Received-SPF: pass (google.com: best guess record for domain of linux-kernel-owner@vger.kernel.org designates 209.132.180.67 as permitted sender) client-ip=209.132.180.67;
Date:   Wed, 14 Feb 2018 08:29:58 -0700
From:   Tycho Andersen <tycho@tycho.ws>
To:     Kees Cook <keescook@chromium.org>
Cc:     LKML <linux-kernel@vger.kernel.org>,
        Linux Containers <containers@lists.linux-foundation.org>,
        Andy Lutomirski <luto@amacapital.net>,
        Oleg Nesterov <oleg@redhat.com>,
        "Eric W . Biederman" <ebiederm@xmission.com>,
        "Serge E . Hallyn" <serge@hallyn.com>,
        Christian Brauner <christian.brauner@ubuntu.com>,
        Tyler Hicks <tyhicks@canonical.com>,
        Akihiro Suda <suda.akihiro@lab.ntt.co.jp>,
        Tom Hromatka <tom.hromatka@oracle.com>,
        Sargun Dhillon <sargun@sargun.me>,
        Paul Moore <pmoore@redhat.com>
Subject: Re: [RFC 1/3] seccomp: add a return code to trap to userspace
Message-ID: <20180214152958.cjgwh2k52zji2jxk@cisco>
References: <20180204104946.25559-1-tycho@tycho.ws>
 <20180204104946.25559-2-tycho@tycho.ws>
 <CAGXu5jLAAKY19a9iC1PmXRyuwdn1Zxr2Cb318zdzkqgYt8vtdg@mail.gmail.com>
MIME-Version: 1.0
Content-Type: text/plain; charset=us-ascii
Content-Disposition: inline
In-Reply-To: <CAGXu5jLAAKY19a9iC1PmXRyuwdn1Zxr2Cb318zdzkqgYt8vtdg@mail.gmail.com>
User-Agent: NeoMutt/20170609 (1.8.3)
Sender: linux-kernel-owner@vger.kernel.org
Precedence: bulk

Hey Kees,

Thanks for taking a look!

On Tue, Feb 13, 2018 at 01:09:20PM -0800, Kees Cook wrote:
> On Sun, Feb 4, 2018 at 2:49 AM, Tycho Andersen <tycho@tycho.ws> wrote:
> > This patch introduces a means for syscalls matched in seccomp to notify
> > some other task that a particular filter has been triggered.
> >
> > The motivation for this is primarily for use with containers. For example,
> > if a container does an init_module(), we obviously don't want to load this
> > untrusted code, which may be compiled for the wrong version of the kernel
> > anyway. Instead, we could parse the module image, figure out which module
> > the container is trying to load and load it on the host.
> >
> > As another example, containers cannot mknod(), since this checks
> > capable(CAP_SYS_ADMIN). However, harmless devices like /dev/null or
> > /dev/zero should be ok for containers to mknod, but we'd like to avoid hard
> > coding some whitelist in the kernel. Another example is mount(), which has
> > many security restrictions for good reason, but configuration or runtime
> > knowledge could potentially be used to relax these restrictions.
> 
> Related to the eBPF seccomp thread, can the logic for these things be
> handled entirely by eBPF? My assumption is that you still need to stop
> the process to do something (i.e. do a mknod, or a mount) before
> letting it continue. Is there some "wait for notification" system in
> eBPF?

I replied in the other thread
(https://patchwork.ozlabs.org/cover/872938/#1856642 for those
following along at home), but no, at least not that I know of.
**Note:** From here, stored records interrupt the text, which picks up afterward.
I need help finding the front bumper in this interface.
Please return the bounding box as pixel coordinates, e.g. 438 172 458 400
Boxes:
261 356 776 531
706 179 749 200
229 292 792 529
> > The actual implementation of this is fairly small, although getting the
> > synchronization right was/is slightly complex. Also worth noting that there
> > is one race still present:
> >
> >   1. a task does a SECCOMP_RET_USER_NOTIF
> >   2. the userspace handler reads this notification
> >   3. the task dies
> >   4. a new task with the same pid starts
> >   5. this new task does a SECCOMP_RET_USER_NOTIF, gets the same cookie id
> >      that the previous one did
> >   6. the userspace handler writes a response
> >
> > There's no way to distinguish this case right now. Maybe we care, maybe we
> > don't, but it's worth noting.
> 
> So, I'd like to avoid the cookie if possible (surprise). Why isn't it
> possible to close the kernel-side of the fd to indicate that it lost
> the pid it was attached to?

Because the fd is for a filter, not a task.

> Is this just that the reader has no idea
> who is sending messages? So the risk is a fork/die loop within the
> same process tree (i.e. attached to the same filter)? Hrmpf. I can't
> think of a better way to handle the
> one(fd)-to-many(task-with-that-filter-attached) situation...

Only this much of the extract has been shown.